Fisker Automotive has raised another $100 million in private equity for its line of luxury Karma plug-in hybrid vehicles, bringing its total to nearly $1.2 billion.
That makes the Anaheim, California, carmaker one of the most heavily venture-backed companies ever.
The new money will fund expansion into the Middle East and China, as well as development of its second planned production model - the midsize Atlantic sedan - says Fisker CEO Tony Posawatz.
“The Karma is already a testament to US automotive innovation and advanced technology, and we intend to announce our production plans for the Atlantic and a timeline by December of this year,” says Posawatz, a former Chevrolet Volt guru and General Motors executive who was hired to turn around Fisker in August.
So far, Fisker has delivered nearly 1,500 Karma hybrid sedans since December in the US and Europe. The car costs $103,000 and gets about 40 miles on a charge.
Consumer Reports gave the car an unfavorable review just this week:
“Although we found its ride, handling and braking performance sound and it has first-class interior materials, the Karma’s problems outweighed the good,” says Jake Fisher, director of the Consumer Reports Auto Test Center. “Despite the car’s huge dimensions, it’s very cramped inside. The overcomplicated controls are frustrating and it’s hard to see out. When it’s running, the gasoline engine has an unrefined roar. And the Karma’s heavy weight affects agility and performance, as the Karma lacks the oomph you expect.”
The company has make three recalls, two early this year were related to coolant leaks and faulty technology in the car's battery packs from A123 Systems, which the companies paid to swap. A more recent involving almost all of vehicles, is related to mysterious fires that destroyed at least two Karmas.
Fisker has raised more than $1.2 billion in private equity; $600 million during the past 18 months, including nearly $300 million since the Karma shipped in December 2011.
The identity of Fisker's newest backers hasn't been disclosed, but venture capitalists firms including Kleiner Perkins Caufield & Byers and Palo Alto Investors have been investors, along with Hollywood actor Leonardo DiCaprio, who is a high-profile Karma owner.
Fisker didn't get all the money it anticipated from the Department of Energy's (DOE) Advanced Technology Manufacturing loan program, drawing $193 million instead of the $529 million outlined in its business plan.
DOE cites risks in Fisker Karma's business model as one reason for freezing a big chunk of that loan guarantee.
DOE is also watching high-profile electric vehicle maker Tesla Motors more carefully. This week, the company renegotiated its $465 million DOE loan because of cash flow concerns, but now it must come up with a plan to repay it more quickly.
“The department worked with Tesla on a minor technical change to the loan agreement that includes the company submitting a plan to accelerate repayment of the loan,” Damien LaVera, an Energy Department spokesman, told Bloomberg. “Tesla has made loan payments on time and in full.”

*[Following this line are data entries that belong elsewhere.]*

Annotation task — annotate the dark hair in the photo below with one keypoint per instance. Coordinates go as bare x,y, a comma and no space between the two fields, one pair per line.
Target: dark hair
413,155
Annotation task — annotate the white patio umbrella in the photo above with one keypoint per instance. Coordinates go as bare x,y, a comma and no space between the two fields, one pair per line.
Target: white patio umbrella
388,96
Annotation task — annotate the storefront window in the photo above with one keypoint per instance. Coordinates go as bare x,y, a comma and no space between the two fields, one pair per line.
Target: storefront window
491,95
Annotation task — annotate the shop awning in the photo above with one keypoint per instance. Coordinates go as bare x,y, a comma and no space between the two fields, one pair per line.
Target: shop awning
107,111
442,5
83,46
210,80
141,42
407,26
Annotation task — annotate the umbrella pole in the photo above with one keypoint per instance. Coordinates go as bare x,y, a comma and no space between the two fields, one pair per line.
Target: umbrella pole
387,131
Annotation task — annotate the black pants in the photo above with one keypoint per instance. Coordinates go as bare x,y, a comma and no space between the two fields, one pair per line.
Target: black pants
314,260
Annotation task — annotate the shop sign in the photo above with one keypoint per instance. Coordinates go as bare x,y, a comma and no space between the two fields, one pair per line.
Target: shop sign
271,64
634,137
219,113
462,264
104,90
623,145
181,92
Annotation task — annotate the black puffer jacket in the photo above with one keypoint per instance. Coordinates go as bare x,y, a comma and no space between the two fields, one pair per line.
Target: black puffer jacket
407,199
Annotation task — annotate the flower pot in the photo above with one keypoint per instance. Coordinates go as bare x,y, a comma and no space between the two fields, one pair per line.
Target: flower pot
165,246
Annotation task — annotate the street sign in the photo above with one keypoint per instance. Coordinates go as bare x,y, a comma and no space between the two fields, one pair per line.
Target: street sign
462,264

Tesla halved its third-quarter outlook to $44 million-$46 million in revenue, compared with analyst projections of $83.1 million. Tesla's full-year forecast is $400 million-$440 million, off from $560 million-$600 million.
The company is spending millions to build an infrastructure that supports adoption of its electric vehicles, including two dozen car dealerships sited in high-end shopping malls and a solar-powered electric vehicle charging network that extends the distances its car owners can travel.